DETAILED ACTION
Notice of Pre-AIA  or AIA  Status
The present application, filed on or after March 16, 2013, is being examined under the first inventor to file provisions of the AIA .
Claim Interpretation
The following is a quotation of 35 U.S.C. 112(f):
(f) Element in Claim for a Combination. – An element in a claim for a combination may be expressed as a means or step for performing a specified function without the recital of structure, material, or acts in support thereof, and such claim shall be construed to cover the corresponding structure, material, or acts described in the specification and equivalents thereof. 

The following is a quotation of pre-AIA  35 U.S.C. 112, sixth paragraph:
An element in a claim for a combination may be expressed as a means or step for performing a specified function without the recital of structure, material, or acts in support thereof, and such claim shall be construed to cover the corresponding structure, material, or acts described in the specification and equivalents thereof.

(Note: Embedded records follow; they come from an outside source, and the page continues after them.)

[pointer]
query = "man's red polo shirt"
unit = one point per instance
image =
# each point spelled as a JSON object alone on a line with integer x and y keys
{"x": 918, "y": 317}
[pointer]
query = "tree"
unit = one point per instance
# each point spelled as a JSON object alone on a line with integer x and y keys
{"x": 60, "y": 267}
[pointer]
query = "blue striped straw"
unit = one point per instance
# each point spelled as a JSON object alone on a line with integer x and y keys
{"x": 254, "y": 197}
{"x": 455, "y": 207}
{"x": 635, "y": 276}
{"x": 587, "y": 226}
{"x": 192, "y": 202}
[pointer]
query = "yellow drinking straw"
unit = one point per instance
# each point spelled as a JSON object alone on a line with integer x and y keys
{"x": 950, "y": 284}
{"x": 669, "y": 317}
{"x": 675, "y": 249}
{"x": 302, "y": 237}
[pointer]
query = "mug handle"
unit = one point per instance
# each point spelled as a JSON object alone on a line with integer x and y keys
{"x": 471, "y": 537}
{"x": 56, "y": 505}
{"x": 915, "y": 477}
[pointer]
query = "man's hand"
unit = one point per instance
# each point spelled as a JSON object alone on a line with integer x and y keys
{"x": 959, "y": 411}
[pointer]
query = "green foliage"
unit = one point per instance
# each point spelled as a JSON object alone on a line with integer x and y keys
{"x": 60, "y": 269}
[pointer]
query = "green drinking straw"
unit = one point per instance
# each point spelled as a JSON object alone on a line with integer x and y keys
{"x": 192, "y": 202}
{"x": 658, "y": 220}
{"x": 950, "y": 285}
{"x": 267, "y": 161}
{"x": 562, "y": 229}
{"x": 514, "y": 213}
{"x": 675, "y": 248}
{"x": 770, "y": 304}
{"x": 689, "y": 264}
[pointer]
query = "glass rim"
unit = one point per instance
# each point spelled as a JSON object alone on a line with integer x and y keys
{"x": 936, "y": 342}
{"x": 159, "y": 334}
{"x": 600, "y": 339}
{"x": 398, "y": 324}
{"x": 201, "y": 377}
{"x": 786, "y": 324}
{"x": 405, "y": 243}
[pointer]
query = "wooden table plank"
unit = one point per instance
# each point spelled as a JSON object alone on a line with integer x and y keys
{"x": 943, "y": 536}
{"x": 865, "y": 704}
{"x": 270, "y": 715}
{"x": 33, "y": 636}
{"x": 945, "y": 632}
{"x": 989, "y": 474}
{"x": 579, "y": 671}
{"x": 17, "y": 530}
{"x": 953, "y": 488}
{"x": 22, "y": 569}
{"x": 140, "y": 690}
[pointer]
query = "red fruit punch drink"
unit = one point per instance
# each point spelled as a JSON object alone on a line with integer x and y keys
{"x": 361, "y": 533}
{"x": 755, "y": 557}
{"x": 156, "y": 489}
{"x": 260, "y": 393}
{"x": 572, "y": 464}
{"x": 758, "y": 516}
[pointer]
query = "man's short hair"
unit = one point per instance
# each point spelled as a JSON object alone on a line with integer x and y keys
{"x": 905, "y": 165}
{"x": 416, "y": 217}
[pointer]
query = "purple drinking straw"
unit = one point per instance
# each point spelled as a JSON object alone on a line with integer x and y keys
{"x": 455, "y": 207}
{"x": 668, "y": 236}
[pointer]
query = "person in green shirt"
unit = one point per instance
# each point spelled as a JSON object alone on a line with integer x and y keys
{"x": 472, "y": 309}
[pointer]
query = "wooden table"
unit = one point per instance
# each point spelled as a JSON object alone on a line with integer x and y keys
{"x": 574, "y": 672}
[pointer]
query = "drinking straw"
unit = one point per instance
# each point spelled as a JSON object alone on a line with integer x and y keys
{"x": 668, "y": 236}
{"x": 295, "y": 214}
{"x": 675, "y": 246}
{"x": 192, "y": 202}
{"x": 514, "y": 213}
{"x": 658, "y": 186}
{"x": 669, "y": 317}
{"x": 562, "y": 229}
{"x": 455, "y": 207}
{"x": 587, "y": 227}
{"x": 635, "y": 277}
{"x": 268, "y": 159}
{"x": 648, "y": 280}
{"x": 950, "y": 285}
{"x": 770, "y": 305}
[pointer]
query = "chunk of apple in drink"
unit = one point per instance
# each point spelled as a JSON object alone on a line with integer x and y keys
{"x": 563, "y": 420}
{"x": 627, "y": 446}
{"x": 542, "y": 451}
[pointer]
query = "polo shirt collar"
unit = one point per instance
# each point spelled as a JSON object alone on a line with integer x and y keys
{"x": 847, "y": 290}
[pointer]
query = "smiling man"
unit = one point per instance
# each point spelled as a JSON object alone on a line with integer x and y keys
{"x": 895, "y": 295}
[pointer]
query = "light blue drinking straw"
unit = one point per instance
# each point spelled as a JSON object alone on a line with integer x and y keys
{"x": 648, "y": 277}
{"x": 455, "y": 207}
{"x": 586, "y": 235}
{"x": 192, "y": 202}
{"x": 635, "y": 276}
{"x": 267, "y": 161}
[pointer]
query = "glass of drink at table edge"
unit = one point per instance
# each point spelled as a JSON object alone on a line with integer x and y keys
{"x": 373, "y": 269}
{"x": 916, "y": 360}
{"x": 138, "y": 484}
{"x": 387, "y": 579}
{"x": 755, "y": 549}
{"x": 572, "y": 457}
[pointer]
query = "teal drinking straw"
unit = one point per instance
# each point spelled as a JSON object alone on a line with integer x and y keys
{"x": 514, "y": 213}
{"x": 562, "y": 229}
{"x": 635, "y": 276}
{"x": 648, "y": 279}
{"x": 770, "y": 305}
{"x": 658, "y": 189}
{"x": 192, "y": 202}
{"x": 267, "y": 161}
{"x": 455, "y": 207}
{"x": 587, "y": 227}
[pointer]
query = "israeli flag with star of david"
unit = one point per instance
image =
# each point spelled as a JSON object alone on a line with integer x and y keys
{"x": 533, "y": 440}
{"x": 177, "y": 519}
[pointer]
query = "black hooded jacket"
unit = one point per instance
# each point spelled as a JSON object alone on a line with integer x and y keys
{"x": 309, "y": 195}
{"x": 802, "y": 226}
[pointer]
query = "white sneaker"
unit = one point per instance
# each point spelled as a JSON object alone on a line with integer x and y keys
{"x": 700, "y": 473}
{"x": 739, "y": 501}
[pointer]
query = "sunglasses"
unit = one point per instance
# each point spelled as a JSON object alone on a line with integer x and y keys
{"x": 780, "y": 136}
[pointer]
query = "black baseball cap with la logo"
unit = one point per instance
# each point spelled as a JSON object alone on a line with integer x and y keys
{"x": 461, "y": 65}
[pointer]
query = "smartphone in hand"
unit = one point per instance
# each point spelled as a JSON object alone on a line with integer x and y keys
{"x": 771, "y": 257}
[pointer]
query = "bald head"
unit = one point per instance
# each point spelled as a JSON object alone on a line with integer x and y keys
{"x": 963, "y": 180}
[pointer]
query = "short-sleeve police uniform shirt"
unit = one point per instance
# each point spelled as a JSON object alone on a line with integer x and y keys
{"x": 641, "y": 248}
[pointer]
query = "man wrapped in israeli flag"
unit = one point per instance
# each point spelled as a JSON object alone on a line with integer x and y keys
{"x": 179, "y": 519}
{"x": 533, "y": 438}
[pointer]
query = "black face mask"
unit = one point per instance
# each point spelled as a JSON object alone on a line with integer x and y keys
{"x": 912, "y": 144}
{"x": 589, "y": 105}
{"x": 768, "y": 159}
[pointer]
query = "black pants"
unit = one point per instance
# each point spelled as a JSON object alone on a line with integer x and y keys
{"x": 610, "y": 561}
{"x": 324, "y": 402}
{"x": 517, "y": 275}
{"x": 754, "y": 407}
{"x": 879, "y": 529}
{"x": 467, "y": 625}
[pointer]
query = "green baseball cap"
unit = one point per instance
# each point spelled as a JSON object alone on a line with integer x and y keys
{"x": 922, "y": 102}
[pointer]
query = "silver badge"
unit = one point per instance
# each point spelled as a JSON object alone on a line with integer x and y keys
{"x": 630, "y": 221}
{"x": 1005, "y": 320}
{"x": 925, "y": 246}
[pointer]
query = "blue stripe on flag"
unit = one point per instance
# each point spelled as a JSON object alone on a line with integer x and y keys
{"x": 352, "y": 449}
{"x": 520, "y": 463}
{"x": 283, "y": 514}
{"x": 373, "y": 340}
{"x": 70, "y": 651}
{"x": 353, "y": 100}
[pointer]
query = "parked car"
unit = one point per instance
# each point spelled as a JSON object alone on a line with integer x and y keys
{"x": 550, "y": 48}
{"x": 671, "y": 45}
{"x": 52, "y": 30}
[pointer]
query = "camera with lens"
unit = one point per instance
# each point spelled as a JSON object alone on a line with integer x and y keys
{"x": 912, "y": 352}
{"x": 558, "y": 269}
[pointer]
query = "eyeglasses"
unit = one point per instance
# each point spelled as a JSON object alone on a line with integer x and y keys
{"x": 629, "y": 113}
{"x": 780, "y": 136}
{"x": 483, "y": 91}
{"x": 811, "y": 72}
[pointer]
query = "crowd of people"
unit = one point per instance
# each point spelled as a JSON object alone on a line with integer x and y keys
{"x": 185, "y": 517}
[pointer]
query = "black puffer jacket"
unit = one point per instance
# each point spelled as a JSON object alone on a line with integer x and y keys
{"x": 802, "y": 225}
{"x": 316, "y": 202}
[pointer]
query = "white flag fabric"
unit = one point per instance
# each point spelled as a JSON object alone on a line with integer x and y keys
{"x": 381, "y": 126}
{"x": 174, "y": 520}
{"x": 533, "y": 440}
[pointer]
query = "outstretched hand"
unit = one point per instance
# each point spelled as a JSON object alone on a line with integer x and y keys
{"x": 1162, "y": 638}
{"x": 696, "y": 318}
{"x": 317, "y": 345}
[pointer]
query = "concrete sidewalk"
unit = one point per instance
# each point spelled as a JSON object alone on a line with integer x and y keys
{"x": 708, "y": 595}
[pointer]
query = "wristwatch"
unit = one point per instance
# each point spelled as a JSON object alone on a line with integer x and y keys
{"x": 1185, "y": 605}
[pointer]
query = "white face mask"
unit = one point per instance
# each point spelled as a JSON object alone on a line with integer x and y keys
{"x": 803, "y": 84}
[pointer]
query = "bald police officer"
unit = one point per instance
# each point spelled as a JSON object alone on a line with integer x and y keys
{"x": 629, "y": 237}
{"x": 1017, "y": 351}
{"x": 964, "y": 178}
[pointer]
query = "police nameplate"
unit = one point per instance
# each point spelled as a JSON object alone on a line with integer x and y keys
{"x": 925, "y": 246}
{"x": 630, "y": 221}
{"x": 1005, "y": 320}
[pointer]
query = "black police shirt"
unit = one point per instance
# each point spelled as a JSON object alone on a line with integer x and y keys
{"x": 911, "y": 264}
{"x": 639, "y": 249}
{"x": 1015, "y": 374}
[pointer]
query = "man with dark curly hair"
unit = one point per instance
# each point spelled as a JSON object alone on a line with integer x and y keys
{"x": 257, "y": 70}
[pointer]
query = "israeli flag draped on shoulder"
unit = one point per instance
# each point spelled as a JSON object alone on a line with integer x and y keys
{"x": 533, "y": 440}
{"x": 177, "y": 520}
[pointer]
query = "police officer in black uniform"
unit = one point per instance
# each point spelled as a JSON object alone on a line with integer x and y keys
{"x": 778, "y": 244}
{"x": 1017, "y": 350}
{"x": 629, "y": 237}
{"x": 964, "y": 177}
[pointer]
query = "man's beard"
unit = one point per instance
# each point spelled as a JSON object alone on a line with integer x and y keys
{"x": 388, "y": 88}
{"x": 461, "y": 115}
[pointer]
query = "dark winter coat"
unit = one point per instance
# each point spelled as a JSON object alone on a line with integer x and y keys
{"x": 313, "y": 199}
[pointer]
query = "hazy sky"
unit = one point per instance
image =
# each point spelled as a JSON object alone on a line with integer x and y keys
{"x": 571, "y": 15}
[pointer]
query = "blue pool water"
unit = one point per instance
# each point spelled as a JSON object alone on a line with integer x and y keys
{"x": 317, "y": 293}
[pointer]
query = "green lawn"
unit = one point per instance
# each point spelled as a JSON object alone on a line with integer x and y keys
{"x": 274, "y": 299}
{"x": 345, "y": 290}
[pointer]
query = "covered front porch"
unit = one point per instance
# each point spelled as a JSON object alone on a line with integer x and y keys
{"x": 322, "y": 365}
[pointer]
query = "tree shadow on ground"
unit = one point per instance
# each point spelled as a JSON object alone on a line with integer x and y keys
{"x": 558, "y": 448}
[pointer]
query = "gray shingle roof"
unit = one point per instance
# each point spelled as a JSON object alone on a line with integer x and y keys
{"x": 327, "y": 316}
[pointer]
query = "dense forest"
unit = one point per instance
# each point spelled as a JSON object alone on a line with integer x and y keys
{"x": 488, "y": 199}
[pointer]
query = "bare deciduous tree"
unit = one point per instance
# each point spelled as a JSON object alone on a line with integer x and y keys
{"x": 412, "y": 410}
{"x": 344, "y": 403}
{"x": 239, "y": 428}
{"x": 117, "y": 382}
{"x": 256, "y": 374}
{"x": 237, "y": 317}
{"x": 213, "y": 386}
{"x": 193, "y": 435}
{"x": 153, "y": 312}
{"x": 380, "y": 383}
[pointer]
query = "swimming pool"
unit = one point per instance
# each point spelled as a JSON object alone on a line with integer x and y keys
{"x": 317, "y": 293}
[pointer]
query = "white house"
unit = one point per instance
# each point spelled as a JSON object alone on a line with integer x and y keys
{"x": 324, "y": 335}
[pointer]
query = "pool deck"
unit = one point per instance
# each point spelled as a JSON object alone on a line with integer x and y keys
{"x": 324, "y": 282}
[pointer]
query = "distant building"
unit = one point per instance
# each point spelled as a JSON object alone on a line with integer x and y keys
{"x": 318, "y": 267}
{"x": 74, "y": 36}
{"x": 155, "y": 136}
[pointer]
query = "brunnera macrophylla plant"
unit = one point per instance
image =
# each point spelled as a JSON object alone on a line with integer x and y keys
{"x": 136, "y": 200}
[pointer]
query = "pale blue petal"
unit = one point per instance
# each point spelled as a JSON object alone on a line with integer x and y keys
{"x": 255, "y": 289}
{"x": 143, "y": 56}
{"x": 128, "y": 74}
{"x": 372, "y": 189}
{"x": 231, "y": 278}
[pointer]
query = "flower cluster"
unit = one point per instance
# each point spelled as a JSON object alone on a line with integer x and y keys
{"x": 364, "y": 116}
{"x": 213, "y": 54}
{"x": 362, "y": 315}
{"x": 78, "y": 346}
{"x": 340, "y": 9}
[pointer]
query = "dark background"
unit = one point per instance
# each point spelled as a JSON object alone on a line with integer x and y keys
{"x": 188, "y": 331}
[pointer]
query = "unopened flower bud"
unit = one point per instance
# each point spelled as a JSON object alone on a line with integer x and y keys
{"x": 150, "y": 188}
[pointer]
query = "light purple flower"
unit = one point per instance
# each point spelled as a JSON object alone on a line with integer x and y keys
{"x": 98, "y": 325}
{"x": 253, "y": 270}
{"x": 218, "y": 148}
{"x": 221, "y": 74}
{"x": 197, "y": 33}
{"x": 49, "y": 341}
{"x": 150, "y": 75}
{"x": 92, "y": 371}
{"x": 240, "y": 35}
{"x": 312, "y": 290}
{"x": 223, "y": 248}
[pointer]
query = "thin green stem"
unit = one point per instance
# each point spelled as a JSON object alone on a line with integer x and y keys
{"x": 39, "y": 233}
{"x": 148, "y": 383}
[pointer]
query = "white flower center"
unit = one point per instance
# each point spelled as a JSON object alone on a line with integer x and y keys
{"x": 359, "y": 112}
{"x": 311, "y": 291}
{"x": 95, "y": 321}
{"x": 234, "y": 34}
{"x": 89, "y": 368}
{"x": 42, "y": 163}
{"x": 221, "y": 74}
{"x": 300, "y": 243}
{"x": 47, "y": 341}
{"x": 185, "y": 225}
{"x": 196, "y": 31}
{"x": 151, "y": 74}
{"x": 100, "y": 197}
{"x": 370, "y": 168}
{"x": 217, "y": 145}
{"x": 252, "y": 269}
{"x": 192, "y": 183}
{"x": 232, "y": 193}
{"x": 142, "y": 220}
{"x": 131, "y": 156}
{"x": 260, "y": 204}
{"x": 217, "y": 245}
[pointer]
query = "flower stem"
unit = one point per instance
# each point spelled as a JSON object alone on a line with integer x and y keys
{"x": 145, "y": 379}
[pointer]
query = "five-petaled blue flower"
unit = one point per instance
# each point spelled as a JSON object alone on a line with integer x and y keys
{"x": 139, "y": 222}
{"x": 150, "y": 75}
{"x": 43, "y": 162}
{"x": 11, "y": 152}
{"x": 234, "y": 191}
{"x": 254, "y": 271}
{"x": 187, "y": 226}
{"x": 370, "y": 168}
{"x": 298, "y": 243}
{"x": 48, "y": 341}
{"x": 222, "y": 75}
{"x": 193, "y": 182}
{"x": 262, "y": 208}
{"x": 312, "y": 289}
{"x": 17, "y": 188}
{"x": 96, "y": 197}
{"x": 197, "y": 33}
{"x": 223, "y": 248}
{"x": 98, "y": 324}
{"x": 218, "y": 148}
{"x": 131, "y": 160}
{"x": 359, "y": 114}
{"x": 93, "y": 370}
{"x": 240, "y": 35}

The claims in this application are given their broadest reasonable interpretation using the plain meaning of the claim language in light of the specification as it would be understood by one of ordinary skill in the art.  The broadest reasonable interpretation of a claim element (also commonly referred to as a claim limitation) is limited by the description in the specification when 35 U.S.C. 112(f) or pre-AIA  35 U.S.C. 112, sixth paragraph, is invoked. 
As explained in MPEP § 2181, subsection I, claim limitations that meet the following three-prong test will be interpreted under 35 U.S.C. 112(f) or pre-AIA  35 U.S.C. 112, sixth paragraph:
(A)	the claim limitation uses the term “means” or “step” or a term used as a substitute for “means” that is a generic placeholder (also called a nonce term or a non-structural term having no specific structural meaning) for performing the claimed function; 
(B)	the term “means” or “step” or the generic placeholder is modified by functional language, typically, but not always linked by the transition word “for” (e.g., “means for”) or another linking word or phrase, such as “configured to” or “so that”; and 
(C)	the term “means” or “step” or the generic placeholder is not modified by sufficient structure, material, or acts for performing the claimed function. 
Use of the word “means” (or “step”) in a claim with functional language creates a rebuttable presumption that the claim limitation is to be treated in accordance with 35 U.S.C. 112(f) or pre-AIA  35 U.S.C. 112, sixth paragraph. The presumption that the claim limitation is interpreted under 35 U.S.C. 112(f) or pre-AIA  35 U.S.C. 112, sixth paragraph, is rebutted when the claim limitation recites sufficient structure, material, or acts to entirely perform the recited function. 
Absence of the word “means” (or “step”) in a claim creates a rebuttable presumption that the claim limitation is not to be treated in accordance with 35 U.S.C. 112(f) or pre-AIA  35 U.S.C. 112, sixth paragraph. The presumption that the claim limitation is not interpreted under 35 U.S.C. 112(f) or pre-AIA  35 U.S.C. 112, sixth paragraph, is rebutted when the claim limitation recites function without reciting sufficient structure, material or acts to entirely perform the recited function. 
Claim limitations in this application that use the word “means” (or “step”) are being interpreted under 35 U.S.C. 112(f) or pre-AIA  35 U.S.C. 112, sixth paragraph, except as otherwise indicated in an Office action. Conversely, claim limitations in this application that do not use the word “means” (or “step”) are not being interpreted under 35 U.S.C. 112(f) or pre-AIA  35 U.S.C. 112, sixth paragraph, except as otherwise indicated in an Office action.
Specifically, claim 20 recites means for receiving, means for automatically determining, means for selectively modifying, and means for displaying.
Upon reviewing the specification of current application, Examiner finds the corresponding structure of:
means for receiving as a memory via a processor and a bus (Fig. 3),
means for automatically determining as a processor executing corresponding code in the memory (Fig. 3),
means for selectively modifying as a processor executing corresponding code in the memory (Fig. 3), and 
means for displaying as a display with a speaker ([0045] and [0048]).
Claim Rejections - 35 USC § 102
The following is a quotation of the appropriate paragraphs of 35 U.S.C. 102 that form the basis for the rejections under this section made in this Office action:
A person shall be entitled to a patent unless –

(a)(1) the claimed invention was patented, described in a printed publication, or in public use, on sale, or otherwise available to the public before the effective filing date of the claimed invention.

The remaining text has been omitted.